* Floréal 23, "a citoyenne who had no bread for her child tied it to her side and jumped into the river. Yesterday, an individual named Mottez, in despair through want, cut his throat."

* Floréal 25, "several persons, deprived of any means of existence, gave up in complete discouragement, and fell down with weakness and exhaustion.... In the 'Gravilliers' section, two men were found dead with inanition.... The peace officers report the decease of several citizens; one cut his throat, while another was found dead in his bed." Floréal 28, "numbers of people sink down for lack of something to eat; yesterday, a man was found dead and others exhausted through want."

* Prairial 24, "Inspector Laignier states that the indigent are compelled to seek nourishment in the piles of garbage on the corners."

* Messidor 1,[42143] "the said Picard fell through weakness at ten o'clock in the morning in the rue de la Loi, and was only brought to at seven o'clock in the evening; he was carried to the hospital on a hand-barrow."

* Messidor 11, "There is a report that the number of people trying to drown themselves is so great that the nets at St. Cloud scarcely suffice to drag them out of the water."

* Messidor 19, "A man was found on the corner of a street just dead with hunger."

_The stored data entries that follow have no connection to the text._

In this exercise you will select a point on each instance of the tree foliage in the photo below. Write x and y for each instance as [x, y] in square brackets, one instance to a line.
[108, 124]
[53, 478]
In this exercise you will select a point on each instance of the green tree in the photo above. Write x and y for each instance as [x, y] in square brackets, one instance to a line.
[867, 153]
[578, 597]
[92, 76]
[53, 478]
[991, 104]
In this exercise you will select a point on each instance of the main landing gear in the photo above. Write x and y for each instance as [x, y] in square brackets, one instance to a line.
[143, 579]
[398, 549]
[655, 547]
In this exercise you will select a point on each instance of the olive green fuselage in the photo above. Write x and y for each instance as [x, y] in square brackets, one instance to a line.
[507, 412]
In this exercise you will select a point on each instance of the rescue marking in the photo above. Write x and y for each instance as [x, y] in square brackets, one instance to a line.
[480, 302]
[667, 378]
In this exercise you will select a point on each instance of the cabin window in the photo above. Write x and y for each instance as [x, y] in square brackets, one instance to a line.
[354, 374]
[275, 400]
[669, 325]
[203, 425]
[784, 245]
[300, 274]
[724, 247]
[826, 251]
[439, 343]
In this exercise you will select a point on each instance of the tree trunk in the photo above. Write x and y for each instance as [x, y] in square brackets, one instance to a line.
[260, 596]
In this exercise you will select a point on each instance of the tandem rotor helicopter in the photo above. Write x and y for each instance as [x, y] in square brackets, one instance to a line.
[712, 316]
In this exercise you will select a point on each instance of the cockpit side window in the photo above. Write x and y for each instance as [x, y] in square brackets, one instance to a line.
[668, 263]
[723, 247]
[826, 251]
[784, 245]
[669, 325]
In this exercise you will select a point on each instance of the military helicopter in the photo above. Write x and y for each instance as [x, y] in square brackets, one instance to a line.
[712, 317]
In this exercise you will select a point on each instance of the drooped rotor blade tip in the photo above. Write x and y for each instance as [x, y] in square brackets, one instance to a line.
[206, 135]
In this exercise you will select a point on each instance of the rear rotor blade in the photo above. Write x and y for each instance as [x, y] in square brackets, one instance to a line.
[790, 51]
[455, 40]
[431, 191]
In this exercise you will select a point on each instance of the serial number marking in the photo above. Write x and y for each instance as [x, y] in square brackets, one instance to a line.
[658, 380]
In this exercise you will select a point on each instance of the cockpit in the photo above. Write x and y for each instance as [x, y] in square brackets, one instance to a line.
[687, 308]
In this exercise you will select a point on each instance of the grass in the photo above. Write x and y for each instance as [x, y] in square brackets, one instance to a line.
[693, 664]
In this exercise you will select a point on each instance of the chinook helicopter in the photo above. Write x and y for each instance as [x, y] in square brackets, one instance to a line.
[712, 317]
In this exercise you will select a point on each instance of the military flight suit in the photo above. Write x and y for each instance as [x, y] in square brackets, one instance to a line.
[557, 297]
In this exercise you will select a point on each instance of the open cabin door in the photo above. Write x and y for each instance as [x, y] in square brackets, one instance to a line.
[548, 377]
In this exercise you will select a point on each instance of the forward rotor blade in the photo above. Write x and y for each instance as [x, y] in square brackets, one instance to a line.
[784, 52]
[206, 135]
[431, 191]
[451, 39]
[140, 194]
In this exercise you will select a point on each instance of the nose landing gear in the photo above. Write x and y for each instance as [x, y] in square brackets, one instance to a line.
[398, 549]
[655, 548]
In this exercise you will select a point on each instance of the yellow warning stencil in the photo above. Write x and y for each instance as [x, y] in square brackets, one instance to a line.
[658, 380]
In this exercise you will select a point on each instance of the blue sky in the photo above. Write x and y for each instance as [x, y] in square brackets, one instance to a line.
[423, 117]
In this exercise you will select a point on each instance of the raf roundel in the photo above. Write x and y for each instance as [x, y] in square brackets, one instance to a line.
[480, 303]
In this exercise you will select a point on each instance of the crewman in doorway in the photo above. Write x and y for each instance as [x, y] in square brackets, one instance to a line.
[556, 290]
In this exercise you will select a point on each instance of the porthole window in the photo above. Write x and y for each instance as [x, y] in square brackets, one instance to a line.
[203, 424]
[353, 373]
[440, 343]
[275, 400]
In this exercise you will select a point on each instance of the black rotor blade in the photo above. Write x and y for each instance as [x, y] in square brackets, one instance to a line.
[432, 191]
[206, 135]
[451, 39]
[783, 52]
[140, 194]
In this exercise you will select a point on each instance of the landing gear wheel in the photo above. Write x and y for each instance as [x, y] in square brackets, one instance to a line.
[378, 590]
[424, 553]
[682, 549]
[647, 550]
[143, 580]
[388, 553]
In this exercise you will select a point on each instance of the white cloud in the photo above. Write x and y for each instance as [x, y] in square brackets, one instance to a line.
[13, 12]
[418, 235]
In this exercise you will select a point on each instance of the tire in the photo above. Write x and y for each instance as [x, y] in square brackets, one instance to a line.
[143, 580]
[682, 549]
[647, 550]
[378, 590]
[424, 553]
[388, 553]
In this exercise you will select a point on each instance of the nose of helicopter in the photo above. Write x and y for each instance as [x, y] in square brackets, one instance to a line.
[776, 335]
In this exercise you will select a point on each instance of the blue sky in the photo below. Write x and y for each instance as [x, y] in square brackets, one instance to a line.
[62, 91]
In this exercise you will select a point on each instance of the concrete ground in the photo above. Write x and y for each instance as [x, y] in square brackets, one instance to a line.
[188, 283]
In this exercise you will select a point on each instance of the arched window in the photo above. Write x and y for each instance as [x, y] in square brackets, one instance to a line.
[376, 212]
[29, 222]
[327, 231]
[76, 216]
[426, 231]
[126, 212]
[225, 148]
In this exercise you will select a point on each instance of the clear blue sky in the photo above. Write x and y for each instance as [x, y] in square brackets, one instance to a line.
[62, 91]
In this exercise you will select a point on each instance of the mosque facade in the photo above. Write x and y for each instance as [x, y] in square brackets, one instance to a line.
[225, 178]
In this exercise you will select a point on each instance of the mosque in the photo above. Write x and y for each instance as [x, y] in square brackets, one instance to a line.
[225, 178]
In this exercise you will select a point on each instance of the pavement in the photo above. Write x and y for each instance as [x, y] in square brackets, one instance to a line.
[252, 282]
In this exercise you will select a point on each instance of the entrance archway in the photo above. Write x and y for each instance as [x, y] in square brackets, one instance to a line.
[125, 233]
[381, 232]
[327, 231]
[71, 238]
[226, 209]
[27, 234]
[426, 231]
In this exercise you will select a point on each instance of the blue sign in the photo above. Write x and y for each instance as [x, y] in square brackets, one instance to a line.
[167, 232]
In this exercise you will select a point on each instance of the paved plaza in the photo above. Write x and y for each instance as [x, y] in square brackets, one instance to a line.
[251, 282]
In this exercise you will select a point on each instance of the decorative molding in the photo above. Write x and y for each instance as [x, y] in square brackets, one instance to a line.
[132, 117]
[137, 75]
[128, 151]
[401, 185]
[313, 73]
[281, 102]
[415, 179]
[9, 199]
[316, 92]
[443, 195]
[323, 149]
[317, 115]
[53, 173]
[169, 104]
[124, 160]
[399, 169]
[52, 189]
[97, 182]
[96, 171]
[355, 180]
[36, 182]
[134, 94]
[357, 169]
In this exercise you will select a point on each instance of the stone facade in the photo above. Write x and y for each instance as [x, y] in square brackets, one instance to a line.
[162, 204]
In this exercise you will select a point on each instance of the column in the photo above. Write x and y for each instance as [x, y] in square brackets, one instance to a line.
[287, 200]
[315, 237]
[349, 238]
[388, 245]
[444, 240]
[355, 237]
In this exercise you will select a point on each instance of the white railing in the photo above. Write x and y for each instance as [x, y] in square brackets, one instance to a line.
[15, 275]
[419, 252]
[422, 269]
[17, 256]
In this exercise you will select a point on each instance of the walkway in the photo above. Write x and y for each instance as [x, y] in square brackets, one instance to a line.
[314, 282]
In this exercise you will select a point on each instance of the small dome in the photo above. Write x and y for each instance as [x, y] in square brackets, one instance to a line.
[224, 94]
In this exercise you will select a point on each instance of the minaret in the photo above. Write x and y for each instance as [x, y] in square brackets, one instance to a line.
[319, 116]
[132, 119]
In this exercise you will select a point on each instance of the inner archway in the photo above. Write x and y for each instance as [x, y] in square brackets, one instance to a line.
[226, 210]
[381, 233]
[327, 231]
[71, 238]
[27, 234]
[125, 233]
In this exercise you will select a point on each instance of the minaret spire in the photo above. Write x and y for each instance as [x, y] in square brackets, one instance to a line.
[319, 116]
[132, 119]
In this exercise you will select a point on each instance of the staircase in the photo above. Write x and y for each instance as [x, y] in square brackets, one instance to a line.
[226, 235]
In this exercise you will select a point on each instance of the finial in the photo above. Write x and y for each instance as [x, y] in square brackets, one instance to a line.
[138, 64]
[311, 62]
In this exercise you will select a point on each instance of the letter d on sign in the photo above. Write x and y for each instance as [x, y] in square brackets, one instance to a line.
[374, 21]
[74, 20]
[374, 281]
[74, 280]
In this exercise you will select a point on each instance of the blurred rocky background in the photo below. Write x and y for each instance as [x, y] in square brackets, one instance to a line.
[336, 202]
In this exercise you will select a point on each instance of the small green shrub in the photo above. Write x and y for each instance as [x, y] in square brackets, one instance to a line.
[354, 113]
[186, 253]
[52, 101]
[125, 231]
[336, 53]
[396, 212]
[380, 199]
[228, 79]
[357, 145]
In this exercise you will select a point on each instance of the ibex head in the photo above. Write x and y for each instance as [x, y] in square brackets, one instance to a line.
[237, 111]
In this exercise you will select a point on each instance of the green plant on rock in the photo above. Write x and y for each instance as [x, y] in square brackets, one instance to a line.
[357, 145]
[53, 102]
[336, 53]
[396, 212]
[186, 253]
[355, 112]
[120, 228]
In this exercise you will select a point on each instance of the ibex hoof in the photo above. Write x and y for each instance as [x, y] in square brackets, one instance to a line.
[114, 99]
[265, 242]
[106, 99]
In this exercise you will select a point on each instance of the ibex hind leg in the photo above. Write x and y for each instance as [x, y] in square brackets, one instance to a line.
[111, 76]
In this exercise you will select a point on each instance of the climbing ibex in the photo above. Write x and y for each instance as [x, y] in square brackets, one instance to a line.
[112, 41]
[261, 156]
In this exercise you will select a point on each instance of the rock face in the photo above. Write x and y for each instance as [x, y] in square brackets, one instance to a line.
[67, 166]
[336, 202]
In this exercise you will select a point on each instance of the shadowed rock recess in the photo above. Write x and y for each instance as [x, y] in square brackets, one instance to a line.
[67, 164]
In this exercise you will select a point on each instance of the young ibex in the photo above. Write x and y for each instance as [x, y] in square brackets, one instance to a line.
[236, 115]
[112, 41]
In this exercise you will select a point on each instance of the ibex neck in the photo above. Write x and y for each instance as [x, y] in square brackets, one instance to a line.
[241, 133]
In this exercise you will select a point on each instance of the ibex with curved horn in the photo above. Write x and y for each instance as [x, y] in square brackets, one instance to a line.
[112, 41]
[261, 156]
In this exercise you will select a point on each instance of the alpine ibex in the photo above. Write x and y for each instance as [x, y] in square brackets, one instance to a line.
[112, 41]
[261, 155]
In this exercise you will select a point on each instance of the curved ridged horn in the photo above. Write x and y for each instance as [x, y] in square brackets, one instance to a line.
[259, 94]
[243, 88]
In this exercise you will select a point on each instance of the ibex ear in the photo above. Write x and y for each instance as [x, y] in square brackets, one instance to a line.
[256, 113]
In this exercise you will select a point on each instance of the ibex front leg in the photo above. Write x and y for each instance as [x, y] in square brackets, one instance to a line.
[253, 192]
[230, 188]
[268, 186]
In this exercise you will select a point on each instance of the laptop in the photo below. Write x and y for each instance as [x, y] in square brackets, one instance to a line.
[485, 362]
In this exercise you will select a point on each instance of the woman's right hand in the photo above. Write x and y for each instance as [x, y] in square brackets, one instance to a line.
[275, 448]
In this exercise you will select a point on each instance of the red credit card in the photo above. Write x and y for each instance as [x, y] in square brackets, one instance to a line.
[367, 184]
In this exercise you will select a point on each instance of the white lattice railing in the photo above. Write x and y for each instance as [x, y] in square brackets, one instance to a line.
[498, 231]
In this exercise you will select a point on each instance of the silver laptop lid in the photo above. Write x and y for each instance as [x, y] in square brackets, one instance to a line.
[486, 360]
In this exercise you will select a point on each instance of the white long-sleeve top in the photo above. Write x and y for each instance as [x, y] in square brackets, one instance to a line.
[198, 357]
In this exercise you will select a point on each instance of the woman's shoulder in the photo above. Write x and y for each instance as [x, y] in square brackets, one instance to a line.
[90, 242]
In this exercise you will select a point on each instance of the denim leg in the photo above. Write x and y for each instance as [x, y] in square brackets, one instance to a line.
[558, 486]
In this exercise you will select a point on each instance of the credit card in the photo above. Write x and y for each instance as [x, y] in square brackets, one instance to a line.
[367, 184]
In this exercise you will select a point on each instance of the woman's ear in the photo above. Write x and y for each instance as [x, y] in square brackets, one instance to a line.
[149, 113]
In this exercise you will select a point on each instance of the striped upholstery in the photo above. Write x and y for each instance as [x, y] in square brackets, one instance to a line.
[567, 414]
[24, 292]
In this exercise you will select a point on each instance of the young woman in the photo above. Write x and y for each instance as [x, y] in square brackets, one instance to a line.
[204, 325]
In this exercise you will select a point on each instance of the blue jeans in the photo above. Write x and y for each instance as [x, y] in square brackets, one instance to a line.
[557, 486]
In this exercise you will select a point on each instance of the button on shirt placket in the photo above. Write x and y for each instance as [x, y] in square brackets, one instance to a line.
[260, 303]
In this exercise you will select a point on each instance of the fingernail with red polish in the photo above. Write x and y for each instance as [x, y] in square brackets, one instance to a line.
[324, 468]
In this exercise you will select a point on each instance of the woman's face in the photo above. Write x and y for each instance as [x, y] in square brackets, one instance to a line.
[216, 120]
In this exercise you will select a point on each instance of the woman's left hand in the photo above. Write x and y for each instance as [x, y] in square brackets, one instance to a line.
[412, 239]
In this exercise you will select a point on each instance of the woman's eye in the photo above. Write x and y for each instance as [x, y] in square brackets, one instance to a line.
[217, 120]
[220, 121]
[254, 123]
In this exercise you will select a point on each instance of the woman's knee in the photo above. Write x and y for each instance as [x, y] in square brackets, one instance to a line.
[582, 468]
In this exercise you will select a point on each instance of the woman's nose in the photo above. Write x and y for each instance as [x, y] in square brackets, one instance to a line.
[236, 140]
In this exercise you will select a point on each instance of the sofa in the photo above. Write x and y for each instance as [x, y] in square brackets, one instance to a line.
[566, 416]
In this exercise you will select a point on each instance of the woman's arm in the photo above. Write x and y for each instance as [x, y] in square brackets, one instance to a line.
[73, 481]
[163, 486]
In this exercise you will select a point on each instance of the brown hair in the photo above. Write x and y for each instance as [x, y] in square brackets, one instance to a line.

* Messidor 27, "At four o'clock in the afternoon, Place Maubert, a man named Marcelin, employed in the Jardin des Plantes, fell down through starvation and died while assistance was being given to him." On the previous evening, the anniversary of the taking of the Bastille, a laborer on the Pont-au-Change, says "I have eaten nothing all day. ''Another replies: "I have not been home because I have nothing to give to my wife and children, dying with hunger." About the same date, a friend of Mallet-Dupan writes to him "that he is daily witness to people amongst the lower classes dying of inanition in the streets; others, and principally women, have nothing but garbage to live on, scraps of refuse vegetables and the blood running out of the slaughter houses. Laborers, generally, work on short time on account of their lack of strength and of their exhaustion for want of food."[42144]

Thus ends the rule of the Convention. Well has it looked out for the interests of the poor! According to the reports of its own inspectors, "famished stomachs on all sides cry vengeance, beat to arms and sound the tocsin of alarm[42145].... Those who have to dwell daily on the sacrifices they make to keep themselves alive declare that there is no hope except in death." Are they going to be relieved by the new government which the Convention imposes on them with thunders of artillery and in which it perpetuates itself?[42146]

* Brumaire 28, "Most of the workmen in the 'Temple' and 'Gravilliers' sections have done no work for want of bread."

* Brumaire 24, "Citizens of all classes refuse to mount guard because they have nothing to eat."